Rods and Cables
One can be forgiven for thinking at first glimpse that Allison M. Keating attended a Richard Foreman show, proceeded to simultaneously get angry and horny, and then directly birthed Rods and Cables in an orgiastic fury. After all, it's a highly symbolic show, flooded with voiced-over stage directions, and both the set designer, Paul DiPietro, and costume designer, Nellie Fleischner have worked with the Ontological-Hysterical Theater. It's also terrifically crude, making the Jello-wrestling faux-misogyny of Sheila Callaghan's The Rape Play seem tame by comparison.
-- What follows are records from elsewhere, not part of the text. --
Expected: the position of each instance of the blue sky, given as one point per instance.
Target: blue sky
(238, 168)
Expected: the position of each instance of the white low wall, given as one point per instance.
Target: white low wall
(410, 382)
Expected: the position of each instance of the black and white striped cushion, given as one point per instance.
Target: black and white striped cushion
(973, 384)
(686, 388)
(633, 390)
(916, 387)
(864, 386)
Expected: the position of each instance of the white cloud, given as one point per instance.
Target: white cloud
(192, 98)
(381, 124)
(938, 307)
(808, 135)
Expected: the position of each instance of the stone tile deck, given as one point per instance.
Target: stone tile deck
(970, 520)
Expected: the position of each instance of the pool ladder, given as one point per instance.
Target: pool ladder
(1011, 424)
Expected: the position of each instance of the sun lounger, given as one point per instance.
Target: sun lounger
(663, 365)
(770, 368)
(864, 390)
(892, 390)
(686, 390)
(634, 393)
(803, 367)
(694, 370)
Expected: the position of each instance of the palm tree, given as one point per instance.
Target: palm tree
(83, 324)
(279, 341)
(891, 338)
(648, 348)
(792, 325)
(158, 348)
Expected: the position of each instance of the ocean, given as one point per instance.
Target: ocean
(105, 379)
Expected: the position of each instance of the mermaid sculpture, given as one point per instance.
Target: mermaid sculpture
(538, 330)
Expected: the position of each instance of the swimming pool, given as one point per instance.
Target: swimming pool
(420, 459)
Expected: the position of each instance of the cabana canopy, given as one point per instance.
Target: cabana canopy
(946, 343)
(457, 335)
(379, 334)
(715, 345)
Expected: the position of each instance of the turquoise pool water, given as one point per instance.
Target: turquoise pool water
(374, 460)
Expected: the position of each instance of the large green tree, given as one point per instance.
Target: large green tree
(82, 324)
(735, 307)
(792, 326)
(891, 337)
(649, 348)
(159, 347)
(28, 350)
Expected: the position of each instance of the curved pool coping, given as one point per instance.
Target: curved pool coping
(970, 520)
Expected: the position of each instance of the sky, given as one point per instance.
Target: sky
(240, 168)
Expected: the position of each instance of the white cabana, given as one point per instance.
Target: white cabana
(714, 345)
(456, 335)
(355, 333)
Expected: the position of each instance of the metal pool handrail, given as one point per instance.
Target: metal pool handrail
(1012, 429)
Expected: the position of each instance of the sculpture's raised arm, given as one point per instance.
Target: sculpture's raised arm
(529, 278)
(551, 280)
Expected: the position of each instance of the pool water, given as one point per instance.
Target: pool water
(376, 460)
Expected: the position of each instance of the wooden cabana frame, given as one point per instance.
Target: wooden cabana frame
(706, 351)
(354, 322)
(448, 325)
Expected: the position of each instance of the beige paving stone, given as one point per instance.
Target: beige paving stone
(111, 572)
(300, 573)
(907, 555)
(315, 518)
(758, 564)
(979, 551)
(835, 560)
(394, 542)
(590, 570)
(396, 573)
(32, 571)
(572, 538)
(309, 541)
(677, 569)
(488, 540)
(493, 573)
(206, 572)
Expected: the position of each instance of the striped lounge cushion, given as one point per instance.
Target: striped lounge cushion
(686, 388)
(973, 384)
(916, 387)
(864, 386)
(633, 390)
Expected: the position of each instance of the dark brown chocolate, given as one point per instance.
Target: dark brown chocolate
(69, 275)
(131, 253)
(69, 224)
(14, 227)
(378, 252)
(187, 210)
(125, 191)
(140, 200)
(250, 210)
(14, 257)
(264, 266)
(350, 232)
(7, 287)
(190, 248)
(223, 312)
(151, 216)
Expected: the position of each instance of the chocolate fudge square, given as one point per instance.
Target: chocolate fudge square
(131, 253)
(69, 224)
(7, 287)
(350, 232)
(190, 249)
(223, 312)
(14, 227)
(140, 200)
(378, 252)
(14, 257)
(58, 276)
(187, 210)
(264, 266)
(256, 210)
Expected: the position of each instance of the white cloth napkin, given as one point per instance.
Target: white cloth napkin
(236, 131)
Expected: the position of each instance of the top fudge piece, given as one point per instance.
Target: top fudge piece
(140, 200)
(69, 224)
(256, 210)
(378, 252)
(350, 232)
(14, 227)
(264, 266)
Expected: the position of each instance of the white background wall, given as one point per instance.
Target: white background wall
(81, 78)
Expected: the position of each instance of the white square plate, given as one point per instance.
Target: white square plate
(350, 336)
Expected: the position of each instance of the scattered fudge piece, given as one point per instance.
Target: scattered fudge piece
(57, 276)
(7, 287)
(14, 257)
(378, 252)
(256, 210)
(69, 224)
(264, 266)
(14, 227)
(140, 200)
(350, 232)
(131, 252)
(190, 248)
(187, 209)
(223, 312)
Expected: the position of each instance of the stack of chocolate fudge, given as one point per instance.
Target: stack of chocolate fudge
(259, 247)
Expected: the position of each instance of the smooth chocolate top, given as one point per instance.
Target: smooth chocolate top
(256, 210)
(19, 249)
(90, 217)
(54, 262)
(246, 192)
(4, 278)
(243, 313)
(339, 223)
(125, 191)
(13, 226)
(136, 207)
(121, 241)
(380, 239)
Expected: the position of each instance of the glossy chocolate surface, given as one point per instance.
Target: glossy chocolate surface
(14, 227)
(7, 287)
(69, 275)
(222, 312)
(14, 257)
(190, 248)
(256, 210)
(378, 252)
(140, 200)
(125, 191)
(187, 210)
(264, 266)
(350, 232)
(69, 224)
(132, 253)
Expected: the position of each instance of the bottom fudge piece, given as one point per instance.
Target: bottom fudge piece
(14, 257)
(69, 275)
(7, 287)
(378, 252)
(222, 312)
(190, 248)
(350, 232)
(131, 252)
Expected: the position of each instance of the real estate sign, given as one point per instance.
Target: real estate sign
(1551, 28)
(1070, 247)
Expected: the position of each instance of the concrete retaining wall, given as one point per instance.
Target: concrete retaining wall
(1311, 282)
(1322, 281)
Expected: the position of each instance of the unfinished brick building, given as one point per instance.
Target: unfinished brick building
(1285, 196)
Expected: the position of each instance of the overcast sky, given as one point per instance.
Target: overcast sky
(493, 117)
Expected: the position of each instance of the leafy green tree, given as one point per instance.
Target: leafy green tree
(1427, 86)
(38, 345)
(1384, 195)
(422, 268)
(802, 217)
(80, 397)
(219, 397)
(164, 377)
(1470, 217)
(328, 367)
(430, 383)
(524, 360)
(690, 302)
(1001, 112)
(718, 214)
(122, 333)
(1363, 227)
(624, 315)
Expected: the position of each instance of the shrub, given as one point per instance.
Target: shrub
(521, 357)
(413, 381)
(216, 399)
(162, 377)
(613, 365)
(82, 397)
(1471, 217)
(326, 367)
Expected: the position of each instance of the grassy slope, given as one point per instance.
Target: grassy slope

A pillow fight here sends feathers flying into a swimming pool of apple sauce filled with ejaculated lotion, and a woman (naked save for her red high heels) pops out of what they've euphemistically labeled "the secret red accordion hallway."
As it turns out, the second, third, fourth, and fifth glimpse only reinforce that image--Keating spits on the twelfth scene of her play and leaves the 31st page of the script blank--and yet there's something in this erratic spitfire of a play that, despite being obvious, is wholly watchable. The two-tiered circus-ring set provides the perfect venue, and costumes like a donut-carrying dress insist upon titillating even the most stubborn of audiences. (The pre-show drinks don't hurt, either.) Whatever it is--though it's safe to say the seduction taking place on the film-within-a-play doesn't add much--Rods and Cables succeeds at reimagining the loss of innocence (or perhaps you've seen a five-foot-tall shit-smeared cock before).
What's interesting is that the play makes no attempt to hide its message and even less to hide its profanity. The rasping, lecherous Sexy Clown (Joshua Koehn) enters, at the behest of the Little Man with a Big Costume (Jason Lindner) and spells it out in a poem: "Good things come to those who wait / like orgasms and cum. But gracious girls are slutty / and all the sluts are dumb." That explains the abuse toward his partner, That Woman (Lucille Duncan) as well as his excitement when she gives "birth" to the Sultry Flight Attendant (Jessie Paddock). Lest the imminent rape scene catch the one pure person in the audience unaware, sirens blare and announce it well in advance. The existence of an old-fashioned TV-sized radio further embeds the tradition of this piece, though distractions--like a bicycle wheel that at one point protrudes from That Woman's crotch--aim to unbalance our perspective.
As objects, rods and cables don't actually have points; they serve only to fit or tie other things together--in large part, they are buttresses. As a show, Rods and Cables has a point, but no real support for it--only gross exaggeration. Surprising, then, how well Keating's play manages to hold up, running on the heavy musk of shock, excitement, and sex.